# DT liverock vs refugium liverock



## ninjaturtle (Apr 12, 2011)

so im looking to get a small piece or 2 of live rock to seed the dry rock in my 2 gallon.

is it better to get liverock from an established display tank where the rocks have purple algae encrusted on it? or better to use some of those "cured" live rocks that look brown and usually in a bin?

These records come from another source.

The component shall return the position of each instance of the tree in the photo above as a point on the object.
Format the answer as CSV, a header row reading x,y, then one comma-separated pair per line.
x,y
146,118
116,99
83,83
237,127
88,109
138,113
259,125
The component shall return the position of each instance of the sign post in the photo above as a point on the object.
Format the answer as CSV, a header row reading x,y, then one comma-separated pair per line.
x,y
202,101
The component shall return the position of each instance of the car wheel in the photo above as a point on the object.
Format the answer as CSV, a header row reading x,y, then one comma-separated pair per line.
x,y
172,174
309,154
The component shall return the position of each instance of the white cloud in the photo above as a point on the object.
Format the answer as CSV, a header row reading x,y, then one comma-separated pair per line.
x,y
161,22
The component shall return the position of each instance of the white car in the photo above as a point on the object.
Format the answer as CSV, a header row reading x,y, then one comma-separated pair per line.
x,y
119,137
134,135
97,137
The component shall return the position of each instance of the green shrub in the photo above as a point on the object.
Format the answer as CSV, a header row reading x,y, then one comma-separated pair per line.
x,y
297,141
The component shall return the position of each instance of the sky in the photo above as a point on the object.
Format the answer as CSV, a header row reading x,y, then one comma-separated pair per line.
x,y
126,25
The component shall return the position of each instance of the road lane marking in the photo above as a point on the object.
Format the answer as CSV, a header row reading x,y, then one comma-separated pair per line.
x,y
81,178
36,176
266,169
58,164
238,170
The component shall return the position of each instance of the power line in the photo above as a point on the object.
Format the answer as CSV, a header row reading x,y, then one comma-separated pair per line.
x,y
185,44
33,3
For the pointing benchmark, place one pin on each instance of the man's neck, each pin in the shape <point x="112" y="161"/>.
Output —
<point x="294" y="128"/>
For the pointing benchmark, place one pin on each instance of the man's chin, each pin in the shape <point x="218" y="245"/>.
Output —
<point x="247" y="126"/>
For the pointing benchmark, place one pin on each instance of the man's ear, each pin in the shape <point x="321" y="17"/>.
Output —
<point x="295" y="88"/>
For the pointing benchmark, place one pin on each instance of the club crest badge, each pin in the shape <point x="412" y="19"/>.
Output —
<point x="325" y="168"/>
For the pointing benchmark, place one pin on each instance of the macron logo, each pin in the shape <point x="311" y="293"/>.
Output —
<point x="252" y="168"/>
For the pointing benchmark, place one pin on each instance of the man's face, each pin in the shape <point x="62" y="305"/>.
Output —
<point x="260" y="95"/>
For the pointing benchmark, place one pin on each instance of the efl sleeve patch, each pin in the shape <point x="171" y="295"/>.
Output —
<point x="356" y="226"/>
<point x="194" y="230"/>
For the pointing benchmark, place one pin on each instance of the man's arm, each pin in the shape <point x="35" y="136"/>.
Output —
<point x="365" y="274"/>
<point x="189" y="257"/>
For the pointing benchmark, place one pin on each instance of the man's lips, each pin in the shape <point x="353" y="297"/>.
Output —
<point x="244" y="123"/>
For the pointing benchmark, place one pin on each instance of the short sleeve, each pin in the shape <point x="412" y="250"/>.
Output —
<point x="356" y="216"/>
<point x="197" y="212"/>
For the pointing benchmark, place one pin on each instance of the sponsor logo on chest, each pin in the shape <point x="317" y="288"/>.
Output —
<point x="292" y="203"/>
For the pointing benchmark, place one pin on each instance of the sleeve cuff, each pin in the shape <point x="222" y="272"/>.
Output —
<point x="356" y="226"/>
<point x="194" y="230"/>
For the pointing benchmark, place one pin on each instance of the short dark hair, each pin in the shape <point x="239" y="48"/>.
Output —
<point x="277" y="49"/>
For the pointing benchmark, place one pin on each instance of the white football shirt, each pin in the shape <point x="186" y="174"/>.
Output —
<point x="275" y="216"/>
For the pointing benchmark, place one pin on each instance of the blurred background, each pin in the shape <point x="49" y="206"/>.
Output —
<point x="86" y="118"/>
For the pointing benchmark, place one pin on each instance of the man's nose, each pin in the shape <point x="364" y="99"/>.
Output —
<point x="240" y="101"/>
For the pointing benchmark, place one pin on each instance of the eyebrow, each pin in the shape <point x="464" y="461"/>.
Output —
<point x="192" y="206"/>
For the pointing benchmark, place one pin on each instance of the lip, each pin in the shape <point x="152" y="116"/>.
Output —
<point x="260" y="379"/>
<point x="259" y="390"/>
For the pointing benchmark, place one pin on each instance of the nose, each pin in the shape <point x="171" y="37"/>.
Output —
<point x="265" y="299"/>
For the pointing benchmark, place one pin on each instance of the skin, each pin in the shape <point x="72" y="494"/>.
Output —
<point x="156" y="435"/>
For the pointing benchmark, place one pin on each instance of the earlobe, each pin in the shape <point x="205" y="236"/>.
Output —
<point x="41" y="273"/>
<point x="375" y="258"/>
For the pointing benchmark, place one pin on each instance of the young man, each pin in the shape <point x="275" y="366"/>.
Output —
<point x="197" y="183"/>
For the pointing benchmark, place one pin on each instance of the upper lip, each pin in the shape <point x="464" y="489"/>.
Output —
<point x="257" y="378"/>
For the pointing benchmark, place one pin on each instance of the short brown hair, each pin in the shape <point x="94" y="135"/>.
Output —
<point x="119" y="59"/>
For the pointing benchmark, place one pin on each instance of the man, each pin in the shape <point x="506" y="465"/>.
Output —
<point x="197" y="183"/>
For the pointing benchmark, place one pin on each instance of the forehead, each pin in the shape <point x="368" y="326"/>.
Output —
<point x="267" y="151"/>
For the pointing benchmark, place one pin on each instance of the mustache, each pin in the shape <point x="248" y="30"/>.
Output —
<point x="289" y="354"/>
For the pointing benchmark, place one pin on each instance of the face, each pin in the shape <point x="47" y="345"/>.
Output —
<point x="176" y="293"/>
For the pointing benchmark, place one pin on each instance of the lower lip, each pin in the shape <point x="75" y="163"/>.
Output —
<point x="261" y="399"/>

what are you recommendations?


----------



## 50seven (Feb 14, 2010)

Anything will work, really. Often good critters in the grungy stuff, bit coralline on the DT stuff. Get a bit of both if you can, pit the grunge in the sump/refugium, and the nice stuff in the DT. But really, anything will work, just get whatever is cheap. But don't get it from Big Al's. Try SUM or NAFB instead.


----------



## ninjaturtle (Apr 12, 2011)

what kind of live rock is SUM selling and how much are they priced at?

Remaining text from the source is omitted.